По сорок человек мы лезем в черную пасть рас крытых скотских теплушек, нас запирают на замок. Я ощупью устраиваюсь в этом временном жилище, ложусь на солому и мне кажется, что этот Киев, бои на снегу, концерт, взрыв в Педагогическом музее, эта ночь с поездкой в трамваях и то, что я сейчас почему-то лежу в безглазой темноте скотского вагона, всё это сон и будто во сне кто-то идет вдоль состава, ударяя молотком по колесам. Но вдруг, разноголосо завыв, поезд рванулся, застонал цепями, и сквозь ветер и метель пошел. Куда? В темноту России.
III
Дальше этой станции нет пути. Это Альтенау, Северный Гарц с вершиной Брокен, куда к ведьмам в гости на шабаш летали Фауст с Мефистофелем. Горный паровозик уперся в синий рассвет, за нами всего два вагона, остальные отцеплены, то-то ночью лязгали цепи и кто-то отрывисто кричал по-немецки.
Я выпрыгнул из вагона. Кругом всё сине, мутно-синие горы, ели на горах, как из каленой стали. В этом курчаво синеватом тумане немецкий городок в три улички кажется заброшенной в горы игрушкой; в долине еле видны его красные черепичные крыши.
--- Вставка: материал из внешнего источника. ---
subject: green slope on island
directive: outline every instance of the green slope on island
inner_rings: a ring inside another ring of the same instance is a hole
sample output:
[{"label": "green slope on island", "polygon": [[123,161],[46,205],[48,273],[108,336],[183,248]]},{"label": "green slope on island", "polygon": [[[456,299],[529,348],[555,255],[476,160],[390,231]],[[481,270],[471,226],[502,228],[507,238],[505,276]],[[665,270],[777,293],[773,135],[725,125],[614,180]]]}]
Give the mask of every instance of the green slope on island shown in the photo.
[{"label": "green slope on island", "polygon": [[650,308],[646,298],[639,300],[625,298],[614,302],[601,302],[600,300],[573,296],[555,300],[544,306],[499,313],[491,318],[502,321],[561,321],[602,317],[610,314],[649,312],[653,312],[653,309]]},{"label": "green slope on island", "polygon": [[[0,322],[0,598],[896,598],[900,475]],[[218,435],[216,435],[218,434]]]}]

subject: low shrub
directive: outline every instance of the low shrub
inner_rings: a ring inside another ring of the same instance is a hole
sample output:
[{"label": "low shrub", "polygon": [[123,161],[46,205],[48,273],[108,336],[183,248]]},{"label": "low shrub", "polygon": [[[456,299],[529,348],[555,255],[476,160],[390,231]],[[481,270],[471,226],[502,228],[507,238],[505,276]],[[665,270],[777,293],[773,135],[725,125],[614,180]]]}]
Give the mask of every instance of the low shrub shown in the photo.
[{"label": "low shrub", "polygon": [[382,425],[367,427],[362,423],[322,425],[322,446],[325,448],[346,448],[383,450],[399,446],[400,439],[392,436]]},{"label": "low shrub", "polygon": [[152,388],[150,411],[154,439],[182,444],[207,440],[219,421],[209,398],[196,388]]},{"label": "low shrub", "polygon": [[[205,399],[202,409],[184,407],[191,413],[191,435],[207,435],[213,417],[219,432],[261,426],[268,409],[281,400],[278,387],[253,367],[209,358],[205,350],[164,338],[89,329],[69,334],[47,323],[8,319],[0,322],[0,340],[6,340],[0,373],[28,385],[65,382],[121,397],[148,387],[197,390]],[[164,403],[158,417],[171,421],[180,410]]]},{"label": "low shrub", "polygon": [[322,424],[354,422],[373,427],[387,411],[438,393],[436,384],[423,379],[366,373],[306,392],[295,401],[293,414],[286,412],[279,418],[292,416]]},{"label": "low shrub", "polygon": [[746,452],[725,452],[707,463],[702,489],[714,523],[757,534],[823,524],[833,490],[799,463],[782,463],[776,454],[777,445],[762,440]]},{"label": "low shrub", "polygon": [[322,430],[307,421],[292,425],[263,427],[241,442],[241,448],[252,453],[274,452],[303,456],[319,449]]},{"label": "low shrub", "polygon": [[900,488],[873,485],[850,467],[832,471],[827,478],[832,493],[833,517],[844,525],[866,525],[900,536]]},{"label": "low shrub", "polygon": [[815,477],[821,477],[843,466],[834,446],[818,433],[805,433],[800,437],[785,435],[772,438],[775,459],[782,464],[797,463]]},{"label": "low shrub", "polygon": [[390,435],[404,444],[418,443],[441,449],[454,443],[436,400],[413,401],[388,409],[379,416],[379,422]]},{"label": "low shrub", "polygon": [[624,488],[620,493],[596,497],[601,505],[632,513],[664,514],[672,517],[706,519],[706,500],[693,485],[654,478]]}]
После всероссийской стрельбы тишина Германии поражает и обволакивает душу. Этой тишине даже не веришь. Два немецких солдата-инвалида в заплатаных, но все ж аккуратных мундирах ведут нас под гору в Альтенау. Хорошо идти в горах в шестичасовом предутреннике. Мы спускаемся с кручи, ноги легко подсекаются. На гостинице, похожей на сказочный пряничный домик, прибита доска: «Здесь в 1777 году останавливался поэт Вольфганг Гёте во время своего путешествия по Гарцу». Вероятно, это было прекрасное путешествие. Цокая по камням деревянными туфлями, у колодца сошлись три краснолицых немки, без удивленья глядят на нас, за войну они привыкли ко всяким пленным. Тут они, вероятно, обмениваются сплетнями трех уличек и медленно расходятся скривленной под тяжестью вёдер походкой.
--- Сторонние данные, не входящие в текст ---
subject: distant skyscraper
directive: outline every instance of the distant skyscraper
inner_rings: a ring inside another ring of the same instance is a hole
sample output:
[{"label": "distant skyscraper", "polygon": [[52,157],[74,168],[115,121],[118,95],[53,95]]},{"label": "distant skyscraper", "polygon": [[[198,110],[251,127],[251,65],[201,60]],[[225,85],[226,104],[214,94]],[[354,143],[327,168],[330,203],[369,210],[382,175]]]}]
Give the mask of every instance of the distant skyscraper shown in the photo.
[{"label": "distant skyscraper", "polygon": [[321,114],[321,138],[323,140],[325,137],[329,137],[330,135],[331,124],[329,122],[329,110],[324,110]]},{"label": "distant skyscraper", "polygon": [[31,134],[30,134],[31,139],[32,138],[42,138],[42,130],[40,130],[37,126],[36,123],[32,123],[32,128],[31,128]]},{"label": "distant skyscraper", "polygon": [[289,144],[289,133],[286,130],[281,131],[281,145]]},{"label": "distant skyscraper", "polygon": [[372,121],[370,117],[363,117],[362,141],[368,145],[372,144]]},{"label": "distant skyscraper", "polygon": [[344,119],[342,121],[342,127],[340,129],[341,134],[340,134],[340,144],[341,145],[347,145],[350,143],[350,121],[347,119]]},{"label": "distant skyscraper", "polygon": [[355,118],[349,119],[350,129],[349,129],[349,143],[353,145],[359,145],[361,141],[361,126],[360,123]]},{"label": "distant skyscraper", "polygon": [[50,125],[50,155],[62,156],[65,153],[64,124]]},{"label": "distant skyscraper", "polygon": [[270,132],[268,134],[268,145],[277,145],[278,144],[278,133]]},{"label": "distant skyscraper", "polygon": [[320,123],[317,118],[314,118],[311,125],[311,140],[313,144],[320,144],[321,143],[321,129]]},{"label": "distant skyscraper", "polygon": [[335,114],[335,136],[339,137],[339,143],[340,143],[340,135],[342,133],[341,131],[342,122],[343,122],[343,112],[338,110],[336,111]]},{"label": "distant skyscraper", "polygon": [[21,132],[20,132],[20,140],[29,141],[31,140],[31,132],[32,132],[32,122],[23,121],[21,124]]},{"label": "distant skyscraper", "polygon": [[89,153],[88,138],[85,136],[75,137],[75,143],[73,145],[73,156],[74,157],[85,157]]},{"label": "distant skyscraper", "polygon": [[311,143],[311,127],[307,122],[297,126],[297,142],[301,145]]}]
Вывесившись на подложенных под локти подушечках, из странного старинного дома глядит уже проснувшийся алебастровый старичек с трубкой в зубах и чему-то болванчикообразно качает головой.
– Дождался, дедушка, гостей с музею! – смеется, идущий со мной, полтавский вартовый Юзва, украинский люмпен-пролетарий с лимонным лицом скопца.
За нами цокают деревянными туфлями немецкие мальчишки, кричат: «Русски капутцки!» Это замирающие крики войны. Но она уже немцами проиграна. С сосен и елей паром улетает туман. На полугорье у высоко обнесенного колючей проволокой дома проминается часовой с винтовкой. Нас вводят в калитку и часовой повернул за нами ключ в замке.
Это бывший лагерь военнопленных офицеров; часовой, вероятно, принял нас за запоздалую партию пересыльных на родину. А я даже не знаю, кто мы? И кто нас, без всякого нашего волеизъявленья, привез сюда, в Северный Гарц? Провожавший до Берлина лейтенант с лицом Шиллера сказал, что мы вывезены желаньем одного немецкого генерала из главного командования в Киеве, понимавшего, что Киев будет взят большевиками и что большевики нас наверняка расстреляют. Что ж, надо признать, что этот немецкий генерал спас нам жизнь.
В зале первого этажа нашего лагеря стоит пианино, здесь в годы войны коротали вечера пленные русские, французские, английские, итальянские офицеры. Сейчас у пианино сумерничает костромич прапорщик Воронкин, акомпанируя себе поет сладким-пресладким тенором гаремного евнуха: «Да, то был вальс, старинный, томный… Да, то был дивный вальс…»
Я открываю окно в отведенной мне комнате и вижу сначала решетку, потом голубое небо в рисунке этой решетки и далекие синеватые горы. Моя комната наполняется горной тишиной. Я слышу голос Воронкина. И вижу, как на дворе от его пенья, у кухни, краснорукая рыжая судомойка Матильда, перестав чистить оранжевую брюкву, замерла в женской вечерней тоске; возле нее рубаха-парень, сибиряк, Еремеев; он охаживает ее и Матильда, вздыхая, тайно из-под фартука дает ему кусок оленины.